The novel begins with the description of how Gregor Samsa awoke in his bed and discovered he had turned into a beetle. The author emphasizes the most horrible fact for Gregor is not becoming an insect, but how he had missed the train and being late for work (Kaftka 8). Events begin to heat up when his mother, and then other members of the household, start to knock on his door, thinking he is still asleep. Finally, Gregor’s boss pays him a visit. Astonished, Gregor cries out he is just a little ill and he still can catch the train at 8 AM—but no one seems to understand what he is saying. His boss says Gregor’s voice sounds like it belonged to an animal. At last, Gregor himself manages to open the door, and everybody could see the creature he had become.
An important element is how Kafka writes in a manner that excludes himself from the story. Stated succinctly, he is not emotional about his characters’ destiny. He only describes what happens, without giving any evaluation of it, or taking someone’s side.
After Gregor appears in a doorway, in his new form, everyone becomes shocked. The boss runs away, Gregor’s mother panics, and his father suddenly grabs a stick and drives his son back into the room, inflicting an injury on him.
After these stressful events, events begin to settle down, turning into a succession of monotonous days. Little by little, Gregor starts to become acquainted with his new situation. He learns how to crawl over walls and even becomes fond of hanging on his ceiling. But, at the same time, Kafka notices that, despite his new horrible form, Gregor is still human. He can understand others, and he spends plenty of time standing near the door and listening to what the members of his family are saying. He feels they are disgusted by his appearance, and are afraid to come into his room, except Greta, who brings him food and does some cleaning up.
One day, Greta thinks Gregor could use a bit more space to crawl, so she decides to rid his room of furniture. Both women gather their courage and go in. It is the first time the mother entered her son’s room after his transformation; she is scared and Gregor hides under the bed, watching his belongings being carried out.
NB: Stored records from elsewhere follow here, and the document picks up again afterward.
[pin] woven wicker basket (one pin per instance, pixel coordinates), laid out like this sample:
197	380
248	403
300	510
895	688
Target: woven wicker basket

It hurts him to see how he is being deprived of a normal living place, and finally it damages him so much that he comes out of his refuge to defend the last object he has: a portrait of a woman, which is hanging on the wall. When his mother sees him, in his new likeness, she loses consciousness. At this moment, father returns home, and when Greta tells him that mother is unconscious and Gregor “has unleashed,” he flares up, grabs a vase with fruits and starts to throw apples in his son’s direction. When Gregor tries to escape, one of these apples wounds him, and gets stuck in his shell.
After this accident, Gregor’s health deteriorates even more, his sister quits cleaning up his room, and his family members, more and more, often call him “it.” They start to rent rooms to three men, and one day, they also see Gregor. After another scandal, Greta says they cannot live like this anymore, and everyone agrees with her. And a couple of days later, a housemaid finds Gregor’s dead body. “Come and look. It’s kicked the bucket. It’s lying there. It’s completely snuffed it!” the cleaning woman cried out (Kaftka 237).
With Gregor’s death, the surroundings start to appear fairly normal to other households, and they feel great relief. Kafka finishes his novel with a description of how the family sits in a tram, and animatedly discuss their plans for the future.
Kaftka, Franz. The Metamorphosis. New York. Opus Books, 2008. Print.